Les 9 chapitres sans caractère précis stipulent laconiquemment que les deux parties voire quatre, non-conventionnelles s’engagent à cantonner leurs hommes dans un délai raisonnable et en même temps l’accord doit prendre effet immédiatement sur l’ensemble du territoire centrafricain. Qu’entend-on par délai raisonnable ? Les groupes armés ont-ils défini ce délai dans l’espace et le temps ? Combien de jours « immédiatement » après la signature? Un jour ? Une éternité ? Chacun interprétera son délai raisonnable à sa manière. C’est inquiétant. La solution à la souffrance du pauvre centrafricain démuni, comme un ver de terre, n’est pas à l’ordre du jour. Il doit encore s’apprêter avec sa famille à revivre une nouvelle montée du calvaire vers son Golgotha.

Sa sécurité importe peu et ne constitue en rien une préoccupation nationale dans les débats de ces-dits représentants. Pire, dans aucun chapitre de cet accord ne figure la question du désarmement, de l’impunité et de la sécurité. Il ne se limite vraiment qu’à une cessation des hostilités. Cette minorité dirigeante composée des selekas, des anti-balles AK et du gouvernement pense continuer à conduire le pays dans l’impunité. Au risque de se juger et de se punir eux-mêmes, ils évitent les sentiers qui les mèneraient à une maison pénitentiaire. Pour ce faire, ils endorment le bas peuple et développent la culture de l’impunité devenue l’étoffe de leur être et de celui du centrafricain. Ils persistent à tromper le peuple muet, sans arme qui ne peut se défendre devant les déferlements verbaux et fallacieux qu’ils lui imposent. Les mêmes qui ont échoué, qui ont détruit, volé, tué se donnent encore le droit de diriger. Dans quelle direction ?

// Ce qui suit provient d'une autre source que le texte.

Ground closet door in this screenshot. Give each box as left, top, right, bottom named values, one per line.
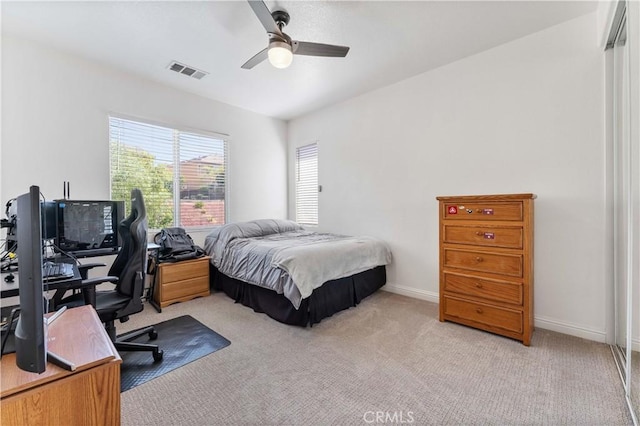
left=609, top=1, right=640, bottom=422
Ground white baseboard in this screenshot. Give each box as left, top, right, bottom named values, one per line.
left=533, top=316, right=607, bottom=343
left=382, top=283, right=440, bottom=303
left=382, top=283, right=608, bottom=346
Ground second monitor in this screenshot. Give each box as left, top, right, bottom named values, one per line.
left=55, top=200, right=124, bottom=256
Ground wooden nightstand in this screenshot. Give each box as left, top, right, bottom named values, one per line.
left=153, top=256, right=210, bottom=308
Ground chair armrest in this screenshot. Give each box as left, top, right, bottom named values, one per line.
left=82, top=276, right=118, bottom=288
left=73, top=276, right=118, bottom=308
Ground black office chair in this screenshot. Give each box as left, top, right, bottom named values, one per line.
left=58, top=188, right=163, bottom=361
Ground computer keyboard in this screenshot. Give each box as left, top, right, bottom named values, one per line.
left=42, top=263, right=73, bottom=281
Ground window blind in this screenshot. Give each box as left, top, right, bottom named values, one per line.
left=296, top=143, right=318, bottom=225
left=109, top=117, right=227, bottom=229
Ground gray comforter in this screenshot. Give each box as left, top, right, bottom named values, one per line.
left=205, top=220, right=391, bottom=309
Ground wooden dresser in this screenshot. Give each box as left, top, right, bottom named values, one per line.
left=154, top=256, right=210, bottom=308
left=437, top=194, right=535, bottom=346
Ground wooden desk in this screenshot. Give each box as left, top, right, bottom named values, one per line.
left=0, top=306, right=122, bottom=426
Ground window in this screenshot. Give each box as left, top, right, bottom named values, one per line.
left=296, top=143, right=318, bottom=225
left=109, top=117, right=227, bottom=229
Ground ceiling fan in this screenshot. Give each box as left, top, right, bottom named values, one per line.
left=242, top=0, right=349, bottom=69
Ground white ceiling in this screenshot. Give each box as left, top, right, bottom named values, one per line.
left=1, top=0, right=597, bottom=120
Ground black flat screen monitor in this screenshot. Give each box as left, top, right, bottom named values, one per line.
left=15, top=186, right=47, bottom=373
left=56, top=200, right=124, bottom=256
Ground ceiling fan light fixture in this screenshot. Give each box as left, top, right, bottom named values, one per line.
left=267, top=41, right=293, bottom=69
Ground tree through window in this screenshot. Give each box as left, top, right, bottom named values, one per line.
left=109, top=117, right=227, bottom=229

Il est le seul individu désarmé dans cette affaire

A travers cet accord imprécis, vague, Centrafrique est encore une fois de plus outragée, soumise, brisée, brimée, martyrisée par ses propres fils ! Mais Centrafrique sera libérée ! Libérée par elle-même, libérée par son peuple et ses Faca avec l’appui et le concours de tous les centrafricains quelque soit les critiques sévères inutiles et vaseux. Les centrafricains doivent continuer à se battre, pour leur Centrafrique et dans l’intérêt du plus petit, de sa jeunesse et de son éducation, du développement, se battre au nom de la vraie Centrafrique qui englobe tous ses enfants sans conditions. En cela est la preuve de son courage et de sa ténacité.

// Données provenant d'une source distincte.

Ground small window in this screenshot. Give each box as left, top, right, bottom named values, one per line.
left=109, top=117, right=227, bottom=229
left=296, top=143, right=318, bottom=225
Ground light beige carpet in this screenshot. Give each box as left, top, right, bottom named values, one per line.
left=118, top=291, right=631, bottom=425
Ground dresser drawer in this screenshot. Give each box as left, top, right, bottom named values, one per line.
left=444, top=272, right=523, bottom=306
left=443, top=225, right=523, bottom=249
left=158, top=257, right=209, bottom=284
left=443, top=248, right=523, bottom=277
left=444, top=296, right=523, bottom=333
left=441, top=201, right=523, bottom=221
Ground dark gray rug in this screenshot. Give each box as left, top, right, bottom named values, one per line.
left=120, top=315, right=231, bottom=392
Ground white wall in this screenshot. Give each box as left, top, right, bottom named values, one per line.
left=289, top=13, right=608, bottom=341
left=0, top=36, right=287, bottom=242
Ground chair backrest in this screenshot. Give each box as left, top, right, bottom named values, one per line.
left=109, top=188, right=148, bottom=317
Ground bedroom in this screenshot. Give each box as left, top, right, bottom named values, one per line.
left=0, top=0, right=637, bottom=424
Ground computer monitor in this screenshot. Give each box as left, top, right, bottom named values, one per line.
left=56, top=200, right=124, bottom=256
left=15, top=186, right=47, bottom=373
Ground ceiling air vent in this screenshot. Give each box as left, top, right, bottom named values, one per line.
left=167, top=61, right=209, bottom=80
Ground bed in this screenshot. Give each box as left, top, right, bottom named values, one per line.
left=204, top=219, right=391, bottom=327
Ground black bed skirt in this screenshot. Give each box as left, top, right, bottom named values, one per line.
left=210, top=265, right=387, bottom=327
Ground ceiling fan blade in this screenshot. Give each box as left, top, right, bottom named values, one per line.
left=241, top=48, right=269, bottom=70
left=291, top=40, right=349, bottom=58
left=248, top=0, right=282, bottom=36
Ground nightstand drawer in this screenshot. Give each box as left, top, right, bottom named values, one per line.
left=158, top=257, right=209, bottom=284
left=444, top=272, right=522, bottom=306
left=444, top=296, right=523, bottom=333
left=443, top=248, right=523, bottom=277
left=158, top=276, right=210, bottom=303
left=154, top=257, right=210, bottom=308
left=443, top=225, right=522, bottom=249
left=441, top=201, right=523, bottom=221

Des craintes et des failles dans l’application de l’accord

Avec cet accord nain, Centrafrique reste la terre de prédilection des mercenaires et rebelles en tout genre. Puisqu’ils  prospèrent et discutent le pouvoir, il n’y a de place ni pour l’Etat, ni pour la démocratie, ni pour le développement.

Les Seleka sont extrêmement divisés et réticents en interne. On l’a vu ces derniers jours.  Habitué à utiliser son arme sans vergogne et sans peine pour manger, extorquer, spolier, l’élément de la coalition ne laissera tomber ses avantages et son arme que par la voie de la force. La loi, à ses yeux, est restrictive et l’ampute de ses trafics, de sa prédation.

Quant aux anti-balles AK devenus « une nébuleuse sans chaîne de commandement bien organisée », cet accord est considéré donc clairement comme le principal défi à relever. Eux aussi à l’instar d’autres groupes armés ne vivent que des butins volés ci et là pour s’engraisser. Ils doivent désormais, « montrer par les actes que cet accord va faire une différence en Centrafrique, sur le terrain, ramener la paix au-delà de la cérémonie de ce soir du mercredi 23 juillet, où tous les Centrafricains se sont donné l’accolade à Brazzaville », écrit un journaliste.

Centrafrique n’a pas besoin de rustines mais d’un pneu neuf.